Astra: Autonomous Serverless Analytics with Cost-Efficiency and QoS-Awareness

With the ability to simplify the code deployment with one-click upload and lightweight execution, serverless computing has emerged as a promising paradigm with increasing popularity. However, there remain open challenges when adapting data-intensive analytics applications to the serverless context, in which users of serverless analytics encounter with the difficulty in coordinating computation across different stages and provisioning resources in a large configuration space. This paper presents our design and implementation of Astra, which configures and orchestrates serverless analytics jobs in an autonomous manner, while taking into account flexibly-specified user requirements.
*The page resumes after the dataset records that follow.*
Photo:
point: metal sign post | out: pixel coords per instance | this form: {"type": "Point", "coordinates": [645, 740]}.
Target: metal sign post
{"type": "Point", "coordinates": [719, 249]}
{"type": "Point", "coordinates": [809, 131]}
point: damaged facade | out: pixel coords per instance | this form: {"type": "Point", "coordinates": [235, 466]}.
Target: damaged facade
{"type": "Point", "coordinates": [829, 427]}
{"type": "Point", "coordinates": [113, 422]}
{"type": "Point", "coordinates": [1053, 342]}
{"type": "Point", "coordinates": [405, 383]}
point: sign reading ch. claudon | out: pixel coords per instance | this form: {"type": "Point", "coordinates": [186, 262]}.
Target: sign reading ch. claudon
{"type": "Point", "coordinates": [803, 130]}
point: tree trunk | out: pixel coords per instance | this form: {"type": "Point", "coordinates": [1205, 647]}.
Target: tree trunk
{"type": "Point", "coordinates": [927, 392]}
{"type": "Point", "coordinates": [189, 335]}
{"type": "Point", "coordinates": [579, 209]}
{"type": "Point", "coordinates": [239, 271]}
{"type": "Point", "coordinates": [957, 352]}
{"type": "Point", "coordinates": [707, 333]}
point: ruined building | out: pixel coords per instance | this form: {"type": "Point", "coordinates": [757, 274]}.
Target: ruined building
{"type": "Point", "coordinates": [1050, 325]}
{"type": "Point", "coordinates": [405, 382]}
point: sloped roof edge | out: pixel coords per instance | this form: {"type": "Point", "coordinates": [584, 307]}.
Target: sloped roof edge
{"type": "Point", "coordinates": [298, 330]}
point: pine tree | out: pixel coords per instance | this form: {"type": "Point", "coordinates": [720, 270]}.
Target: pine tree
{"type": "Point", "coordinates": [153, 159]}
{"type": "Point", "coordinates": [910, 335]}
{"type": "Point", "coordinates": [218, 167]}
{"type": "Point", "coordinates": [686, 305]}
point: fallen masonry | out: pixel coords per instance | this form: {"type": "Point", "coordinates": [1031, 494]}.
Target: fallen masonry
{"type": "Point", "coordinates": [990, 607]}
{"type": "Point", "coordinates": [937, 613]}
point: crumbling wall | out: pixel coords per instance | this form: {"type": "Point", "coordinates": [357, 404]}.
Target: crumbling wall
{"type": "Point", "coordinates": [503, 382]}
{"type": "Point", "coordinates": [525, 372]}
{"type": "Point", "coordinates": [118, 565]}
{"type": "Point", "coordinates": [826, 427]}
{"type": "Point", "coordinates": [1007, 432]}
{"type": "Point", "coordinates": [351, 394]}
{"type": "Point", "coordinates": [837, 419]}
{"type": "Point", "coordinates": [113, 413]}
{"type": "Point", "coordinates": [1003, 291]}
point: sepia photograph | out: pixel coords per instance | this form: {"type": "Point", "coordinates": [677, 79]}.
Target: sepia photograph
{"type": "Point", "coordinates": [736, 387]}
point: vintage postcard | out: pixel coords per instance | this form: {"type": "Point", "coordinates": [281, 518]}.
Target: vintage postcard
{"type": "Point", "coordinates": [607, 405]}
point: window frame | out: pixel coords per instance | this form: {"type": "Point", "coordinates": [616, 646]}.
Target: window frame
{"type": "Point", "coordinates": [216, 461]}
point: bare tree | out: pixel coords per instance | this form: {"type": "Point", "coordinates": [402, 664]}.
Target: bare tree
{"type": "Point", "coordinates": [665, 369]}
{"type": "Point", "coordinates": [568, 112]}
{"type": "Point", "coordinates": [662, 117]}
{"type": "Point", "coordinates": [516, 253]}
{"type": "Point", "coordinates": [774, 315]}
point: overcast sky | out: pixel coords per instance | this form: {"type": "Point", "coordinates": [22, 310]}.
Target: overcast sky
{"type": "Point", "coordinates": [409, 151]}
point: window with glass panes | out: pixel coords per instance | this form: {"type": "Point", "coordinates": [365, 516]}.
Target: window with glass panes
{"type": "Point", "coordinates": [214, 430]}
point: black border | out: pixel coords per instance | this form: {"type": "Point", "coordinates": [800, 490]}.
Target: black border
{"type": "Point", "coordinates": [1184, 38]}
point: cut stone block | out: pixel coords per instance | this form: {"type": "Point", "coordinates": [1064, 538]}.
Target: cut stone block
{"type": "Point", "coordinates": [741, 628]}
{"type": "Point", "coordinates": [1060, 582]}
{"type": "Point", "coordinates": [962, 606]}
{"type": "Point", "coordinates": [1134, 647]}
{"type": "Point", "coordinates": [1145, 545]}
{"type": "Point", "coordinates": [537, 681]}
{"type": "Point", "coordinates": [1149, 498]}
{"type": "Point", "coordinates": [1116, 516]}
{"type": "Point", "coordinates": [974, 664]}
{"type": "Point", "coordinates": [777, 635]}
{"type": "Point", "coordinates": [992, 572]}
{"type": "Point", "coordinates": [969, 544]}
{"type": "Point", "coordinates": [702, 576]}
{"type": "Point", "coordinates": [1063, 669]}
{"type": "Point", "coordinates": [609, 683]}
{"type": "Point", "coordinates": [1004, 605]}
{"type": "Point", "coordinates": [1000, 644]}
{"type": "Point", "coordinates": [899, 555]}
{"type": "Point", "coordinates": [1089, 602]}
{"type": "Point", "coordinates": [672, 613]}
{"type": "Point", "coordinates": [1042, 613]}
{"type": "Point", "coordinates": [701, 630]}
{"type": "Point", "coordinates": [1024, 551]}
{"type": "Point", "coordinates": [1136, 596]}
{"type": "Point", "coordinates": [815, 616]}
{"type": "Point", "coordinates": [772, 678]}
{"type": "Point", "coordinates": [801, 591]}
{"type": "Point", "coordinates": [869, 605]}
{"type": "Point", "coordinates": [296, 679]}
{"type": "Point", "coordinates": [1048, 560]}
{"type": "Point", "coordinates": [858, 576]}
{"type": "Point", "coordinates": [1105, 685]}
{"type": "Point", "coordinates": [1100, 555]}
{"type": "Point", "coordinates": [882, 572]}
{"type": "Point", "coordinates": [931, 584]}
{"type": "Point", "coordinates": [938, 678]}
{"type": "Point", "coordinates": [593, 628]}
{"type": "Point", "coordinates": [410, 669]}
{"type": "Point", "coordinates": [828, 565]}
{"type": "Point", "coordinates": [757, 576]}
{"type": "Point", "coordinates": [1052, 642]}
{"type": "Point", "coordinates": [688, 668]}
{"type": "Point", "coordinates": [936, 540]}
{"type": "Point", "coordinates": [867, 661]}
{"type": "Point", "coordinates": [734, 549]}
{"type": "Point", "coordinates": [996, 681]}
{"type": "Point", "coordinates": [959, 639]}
Astra relies on the modeling of performance and cost which characterizes the intricate interplay among multi-dimensional factors (e.g., function memory size, degree of parallelism at each stage). We formulate an optimization problem based on user-specific requirements towards performance enhancement or cost reduction, and develop a set of algorithms based on graph theory to obtain optimal job execution. We deploy Astra in the AWS Lambda platform and conduct real-world experiments over three representative benchmarks with different scales. Results demonstrate that Astra can achieve the optimal execution decision for serverless analytics, by improving the performance of 21% to 60% under a given budget constraint, and resulting in a cost reduction of 20% to 80% without violating performance requirement, when compared with three baseline configuration algorithms.